Understanding how the Price equation works can aid in understanding evolution. (A) In its simplest form, Price’s equation states that the change in genotype in a population is ΔḠ = Cov(W, G) = β_WGVar(G), where W is relative fitness here. (B) Doubling the slope of the linear regression, β_WG, while keeping everything else constant, doubles ΔḠ. (C) Also note that increasing the spread of genotypes by a factor of 2 reduces β_WG by a factor of $\frac{1}{2}$, but it multiplies the variance by 2² = 4 so ΔḠ still doubles. (D) Effects multiply and combining (B) and (C) leads to a quadrupling of ΔḠ. For the purpose of illustration, the data points all sit perfectly on the regression, but that is not necessary for Price’s equation to work.

Figure 4

Relatedness as a regression coefficient.
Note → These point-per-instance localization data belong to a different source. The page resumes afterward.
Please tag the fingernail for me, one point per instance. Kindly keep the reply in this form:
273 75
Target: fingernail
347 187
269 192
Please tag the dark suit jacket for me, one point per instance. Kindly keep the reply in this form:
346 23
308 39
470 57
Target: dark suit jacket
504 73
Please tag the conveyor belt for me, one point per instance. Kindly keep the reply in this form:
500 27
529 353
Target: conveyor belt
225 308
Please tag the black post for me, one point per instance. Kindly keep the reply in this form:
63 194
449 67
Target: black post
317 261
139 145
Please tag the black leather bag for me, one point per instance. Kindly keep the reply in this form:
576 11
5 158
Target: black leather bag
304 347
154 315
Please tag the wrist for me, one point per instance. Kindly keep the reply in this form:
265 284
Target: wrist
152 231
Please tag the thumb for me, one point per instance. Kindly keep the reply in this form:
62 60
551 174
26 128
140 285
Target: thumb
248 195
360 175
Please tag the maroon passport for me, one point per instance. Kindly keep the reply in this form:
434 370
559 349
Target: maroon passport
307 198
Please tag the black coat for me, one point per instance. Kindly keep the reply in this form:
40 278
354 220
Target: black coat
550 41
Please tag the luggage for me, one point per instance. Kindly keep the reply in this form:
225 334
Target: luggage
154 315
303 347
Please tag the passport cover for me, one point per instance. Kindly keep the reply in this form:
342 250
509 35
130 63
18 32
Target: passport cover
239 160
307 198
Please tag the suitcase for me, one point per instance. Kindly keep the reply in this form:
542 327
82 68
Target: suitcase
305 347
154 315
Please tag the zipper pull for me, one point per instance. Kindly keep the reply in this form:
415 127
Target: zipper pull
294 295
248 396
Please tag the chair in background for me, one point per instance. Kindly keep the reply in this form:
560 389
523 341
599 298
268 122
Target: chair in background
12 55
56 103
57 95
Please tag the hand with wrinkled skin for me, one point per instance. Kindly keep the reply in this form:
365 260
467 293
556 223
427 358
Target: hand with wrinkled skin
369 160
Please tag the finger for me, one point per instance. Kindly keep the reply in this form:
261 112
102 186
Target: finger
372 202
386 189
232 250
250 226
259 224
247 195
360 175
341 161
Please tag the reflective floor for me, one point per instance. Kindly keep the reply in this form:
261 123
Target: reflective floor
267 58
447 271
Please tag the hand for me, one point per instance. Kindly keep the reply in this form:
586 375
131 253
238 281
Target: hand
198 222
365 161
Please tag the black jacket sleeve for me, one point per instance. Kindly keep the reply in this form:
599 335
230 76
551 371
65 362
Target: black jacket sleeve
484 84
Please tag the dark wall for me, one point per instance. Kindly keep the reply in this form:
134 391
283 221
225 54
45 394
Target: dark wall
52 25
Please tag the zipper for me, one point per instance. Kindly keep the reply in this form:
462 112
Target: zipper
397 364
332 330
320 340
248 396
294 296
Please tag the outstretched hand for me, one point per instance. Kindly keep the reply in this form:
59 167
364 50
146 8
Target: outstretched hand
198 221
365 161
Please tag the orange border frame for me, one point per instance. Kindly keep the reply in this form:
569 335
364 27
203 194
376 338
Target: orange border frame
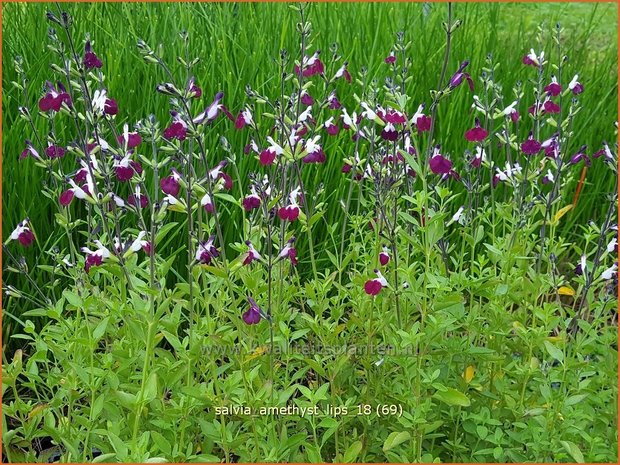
283 1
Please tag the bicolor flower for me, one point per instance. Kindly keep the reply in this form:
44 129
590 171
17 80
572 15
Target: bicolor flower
384 256
511 112
291 211
548 178
479 157
457 78
343 72
581 266
310 65
439 164
206 251
212 110
29 151
193 89
532 59
268 155
125 168
551 146
171 184
551 107
177 129
458 216
54 97
139 244
314 151
252 254
96 257
207 203
244 119
531 146
333 102
252 201
374 286
137 199
331 128
575 86
253 315
391 115
91 60
129 140
421 121
306 98
23 234
510 171
389 132
102 104
55 151
477 133
610 272
553 89
288 251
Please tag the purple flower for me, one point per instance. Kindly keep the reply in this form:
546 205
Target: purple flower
212 111
244 119
439 164
170 184
129 140
477 133
96 257
110 107
268 155
23 233
551 107
333 102
575 86
306 99
177 129
91 60
206 251
252 254
373 286
531 146
384 256
314 151
253 315
54 98
553 88
389 132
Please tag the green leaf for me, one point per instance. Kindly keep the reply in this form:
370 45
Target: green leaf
352 452
572 400
100 329
554 351
395 438
453 397
573 450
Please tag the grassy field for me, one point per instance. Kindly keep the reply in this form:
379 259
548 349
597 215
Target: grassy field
237 44
500 327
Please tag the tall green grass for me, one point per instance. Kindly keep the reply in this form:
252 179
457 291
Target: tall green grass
238 42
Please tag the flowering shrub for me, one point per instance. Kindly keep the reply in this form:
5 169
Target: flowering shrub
482 328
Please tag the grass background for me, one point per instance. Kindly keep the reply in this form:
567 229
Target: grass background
238 42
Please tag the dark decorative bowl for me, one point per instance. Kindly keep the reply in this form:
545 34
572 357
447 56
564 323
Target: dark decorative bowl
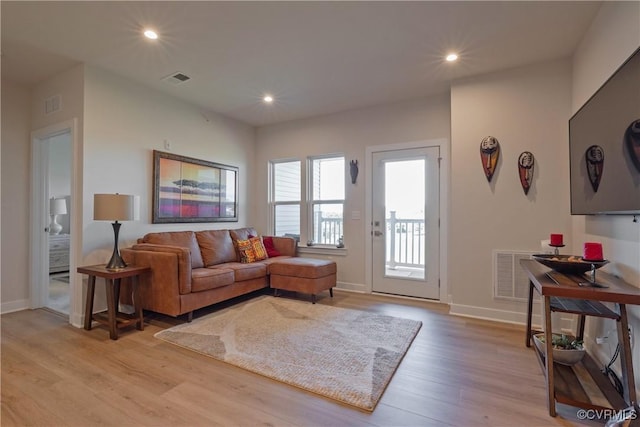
568 264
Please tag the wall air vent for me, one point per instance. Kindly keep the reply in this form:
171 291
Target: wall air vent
52 104
509 279
177 78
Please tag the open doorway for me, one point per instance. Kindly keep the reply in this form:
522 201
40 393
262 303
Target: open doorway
51 218
59 177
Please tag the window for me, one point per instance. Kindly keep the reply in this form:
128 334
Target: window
320 218
285 189
327 199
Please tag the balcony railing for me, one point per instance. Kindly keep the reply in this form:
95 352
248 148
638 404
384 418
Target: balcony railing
405 242
405 239
327 230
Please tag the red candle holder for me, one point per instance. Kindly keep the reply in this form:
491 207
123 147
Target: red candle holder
556 242
592 252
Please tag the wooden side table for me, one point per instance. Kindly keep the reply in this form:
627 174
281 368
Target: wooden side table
583 384
114 319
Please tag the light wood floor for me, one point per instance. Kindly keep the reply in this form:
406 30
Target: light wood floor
458 372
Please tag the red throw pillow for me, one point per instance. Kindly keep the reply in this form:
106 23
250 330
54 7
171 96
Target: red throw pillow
271 249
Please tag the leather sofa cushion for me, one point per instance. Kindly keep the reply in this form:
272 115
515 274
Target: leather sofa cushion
243 272
185 239
216 246
309 268
203 279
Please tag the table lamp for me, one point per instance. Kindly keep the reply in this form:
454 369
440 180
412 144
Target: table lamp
115 207
56 207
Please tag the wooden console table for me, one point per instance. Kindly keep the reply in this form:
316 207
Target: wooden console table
583 385
114 319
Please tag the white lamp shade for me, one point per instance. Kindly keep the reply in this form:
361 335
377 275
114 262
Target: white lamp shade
57 206
115 207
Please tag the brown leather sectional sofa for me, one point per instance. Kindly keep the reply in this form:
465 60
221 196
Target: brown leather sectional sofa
191 270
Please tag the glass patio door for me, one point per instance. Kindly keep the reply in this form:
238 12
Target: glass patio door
405 227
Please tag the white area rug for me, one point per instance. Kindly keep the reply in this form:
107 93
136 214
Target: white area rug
347 355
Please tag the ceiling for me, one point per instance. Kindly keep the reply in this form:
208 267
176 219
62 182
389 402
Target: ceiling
315 58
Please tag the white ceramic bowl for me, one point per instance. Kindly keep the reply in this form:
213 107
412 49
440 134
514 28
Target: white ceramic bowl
564 357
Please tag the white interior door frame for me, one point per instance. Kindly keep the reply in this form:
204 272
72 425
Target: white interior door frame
444 207
39 219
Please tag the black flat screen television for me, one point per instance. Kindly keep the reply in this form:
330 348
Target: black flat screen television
604 146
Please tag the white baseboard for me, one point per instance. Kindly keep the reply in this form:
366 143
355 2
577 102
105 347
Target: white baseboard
11 306
356 287
492 314
515 317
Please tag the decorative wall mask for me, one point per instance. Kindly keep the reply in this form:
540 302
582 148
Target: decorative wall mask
595 165
353 169
525 170
489 154
632 140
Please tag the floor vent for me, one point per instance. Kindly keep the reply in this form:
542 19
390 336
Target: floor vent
509 279
177 78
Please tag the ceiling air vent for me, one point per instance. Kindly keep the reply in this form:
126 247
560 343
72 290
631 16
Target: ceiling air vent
177 78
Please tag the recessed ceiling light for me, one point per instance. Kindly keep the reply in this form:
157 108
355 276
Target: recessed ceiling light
150 34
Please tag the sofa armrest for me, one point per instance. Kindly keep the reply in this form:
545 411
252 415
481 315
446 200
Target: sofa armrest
285 245
168 265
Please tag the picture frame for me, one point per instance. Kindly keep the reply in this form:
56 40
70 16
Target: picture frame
186 189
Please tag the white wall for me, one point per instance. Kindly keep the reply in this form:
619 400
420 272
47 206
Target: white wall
526 109
16 104
612 37
124 123
350 133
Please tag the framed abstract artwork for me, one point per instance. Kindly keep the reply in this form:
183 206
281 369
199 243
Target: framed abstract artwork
192 190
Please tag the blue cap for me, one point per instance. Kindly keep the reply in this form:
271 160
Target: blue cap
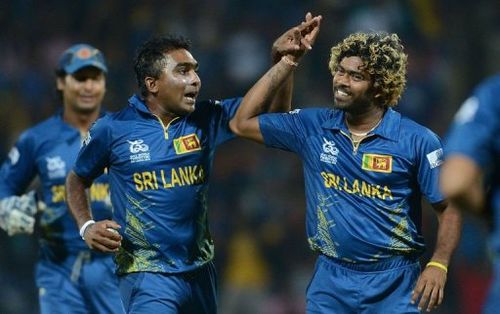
80 56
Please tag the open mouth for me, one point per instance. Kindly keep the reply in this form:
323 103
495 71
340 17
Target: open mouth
341 94
191 97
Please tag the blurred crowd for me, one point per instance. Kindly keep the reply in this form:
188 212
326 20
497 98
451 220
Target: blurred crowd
256 200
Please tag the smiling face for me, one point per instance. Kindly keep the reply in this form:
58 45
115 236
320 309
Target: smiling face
175 90
352 86
83 90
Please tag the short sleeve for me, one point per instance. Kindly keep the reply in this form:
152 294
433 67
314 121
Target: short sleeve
19 168
430 158
228 109
94 155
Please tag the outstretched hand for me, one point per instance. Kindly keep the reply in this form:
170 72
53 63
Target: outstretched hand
297 40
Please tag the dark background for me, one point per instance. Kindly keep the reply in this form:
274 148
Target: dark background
257 200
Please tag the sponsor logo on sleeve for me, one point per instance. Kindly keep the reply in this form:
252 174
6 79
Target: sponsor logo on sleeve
14 155
435 158
377 163
139 151
87 139
56 167
187 144
330 152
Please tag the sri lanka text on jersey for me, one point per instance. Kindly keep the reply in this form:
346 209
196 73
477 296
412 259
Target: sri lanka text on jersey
356 186
181 176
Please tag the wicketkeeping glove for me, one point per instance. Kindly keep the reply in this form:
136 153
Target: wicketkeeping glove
17 213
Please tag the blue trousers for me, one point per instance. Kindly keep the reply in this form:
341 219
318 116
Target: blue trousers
80 283
383 287
153 293
492 304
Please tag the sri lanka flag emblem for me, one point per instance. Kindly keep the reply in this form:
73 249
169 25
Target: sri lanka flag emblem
187 144
377 163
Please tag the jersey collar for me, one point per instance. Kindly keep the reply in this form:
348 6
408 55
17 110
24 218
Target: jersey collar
136 102
388 128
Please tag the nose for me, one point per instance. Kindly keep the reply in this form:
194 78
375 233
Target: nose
340 79
195 79
88 83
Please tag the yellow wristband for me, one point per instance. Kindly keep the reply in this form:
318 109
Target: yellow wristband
289 61
438 265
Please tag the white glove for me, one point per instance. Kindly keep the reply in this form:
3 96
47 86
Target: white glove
17 213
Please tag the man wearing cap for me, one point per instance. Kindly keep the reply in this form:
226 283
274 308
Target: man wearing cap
70 277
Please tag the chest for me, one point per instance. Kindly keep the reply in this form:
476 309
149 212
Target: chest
375 160
149 147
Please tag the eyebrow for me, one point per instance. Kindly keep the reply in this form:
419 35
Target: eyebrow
351 72
188 64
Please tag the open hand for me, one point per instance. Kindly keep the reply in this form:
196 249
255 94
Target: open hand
429 288
297 40
103 236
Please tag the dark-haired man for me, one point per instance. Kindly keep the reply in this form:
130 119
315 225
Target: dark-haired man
471 171
70 277
366 168
159 153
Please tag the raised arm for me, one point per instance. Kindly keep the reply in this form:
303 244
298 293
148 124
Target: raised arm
283 45
100 235
431 283
273 90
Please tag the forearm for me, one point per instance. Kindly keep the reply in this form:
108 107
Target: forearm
259 99
448 237
461 183
77 199
282 101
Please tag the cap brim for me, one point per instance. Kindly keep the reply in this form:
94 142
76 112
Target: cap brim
72 68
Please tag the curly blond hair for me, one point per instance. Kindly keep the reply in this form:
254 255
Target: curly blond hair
383 57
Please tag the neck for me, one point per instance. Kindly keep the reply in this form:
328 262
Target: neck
80 121
155 108
363 123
To apply the general form of Hamilton’s rule, we need to assign a number to each genotype, and if we are working with two strains (e.g. a cooperator and defector) we can arbitrarily set the cooperator genotype to 1 and the defector genotype to 0. The relatedness, r, is then the linear regression coefficient connecting an individual’s genotype with the genotype of its interactants. Note that when everyone interacts with the same number of individuals, the regression passes through the average of each’s interactants (black dots). This allows us to redefine relatedness as r = ℙ(C|C) − ℙ(C|D): the probability for a cooperator to interact with a cooperator minus the probability for a defector to interact with a cooperator. Also note that scaling the x axis would also scale the y axis by the same amount, leaving the slope the same, so arbitrarily setting the genotypes to 0 and 1 does not lose generality.

Figure 5

Hamilton’s rule is a linear regression to generally non-linear data. (A) In the simplest case, where everything is linear, the slope of the fitness function is b and the difference between a defector and cooperator’s fitness with the same frequency of cooperators is c. For a cooperator to have a higher fitness than a defector, it must interact with r more cooperators than defectors do (see figure). Because of the geometry, this results in a critical relatedness, $r_c=\frac{c}{b}$, above which cooperators are favored (i.e. when rb − c > 0). Unfortunately, life, and particularly microbes, is rarely this simple. (B and C) Because linearity is implicitly assumed with Hamilton’s rule, when the fitness is a non-linear function of the fraction of cooperators (light lines), b and c become linear regression coefficients based on the sample points (gray dots). Unfortunately this masks many of the interesting (non-linear) qualities of the system and provides no prediction power because b and c change with the population structure. Also note that this method can lead to negative fitness values (B) and situations where b < c (C), which would incorrectly suggest that cooperation can never evolve. Note that b and c determine the necessary r for cooperation to evolve, but b and c are in turn affected by the population structure and thus r, which makes disentangling fitness effects from population structure often impossible. It is important to note that the cooperator and defector fitnesses are not independently regressed, rather only one regression is done with the slope (b), vertical difference between defectors and cooperators at a fixed cooperator fraction (c), and base fitness (y-intercept) as the three parameters.

Figure 6

Anscombe’s famous quartet illustrates the need of visualizing one’s data before statistically analyzing it. All four datasets have identical summary statistics (e.g., mean, variance, regression coefficients, and covariance), but vastly different graphs, which are more important in interpreting the data. Researchers should graph and interpret their data before blindly applying Price’s equation or Hamilton’s rule without a model. Importantly, if x was the genotype and y the fitness, Price’s equation would predict the same change in average genotype in all four populations, but we would still know nothing about the underlying dynamics if we fail to visualize the data and model the situation. Note that the population variance and covariance are listed here rather than their unbiased sample equivalents because these are the values used in Price’s equation and thus also Hamilton’s rule and multilevel selection. Also note that the variance of x times the regression coefficient is equal to the covariance, as expected.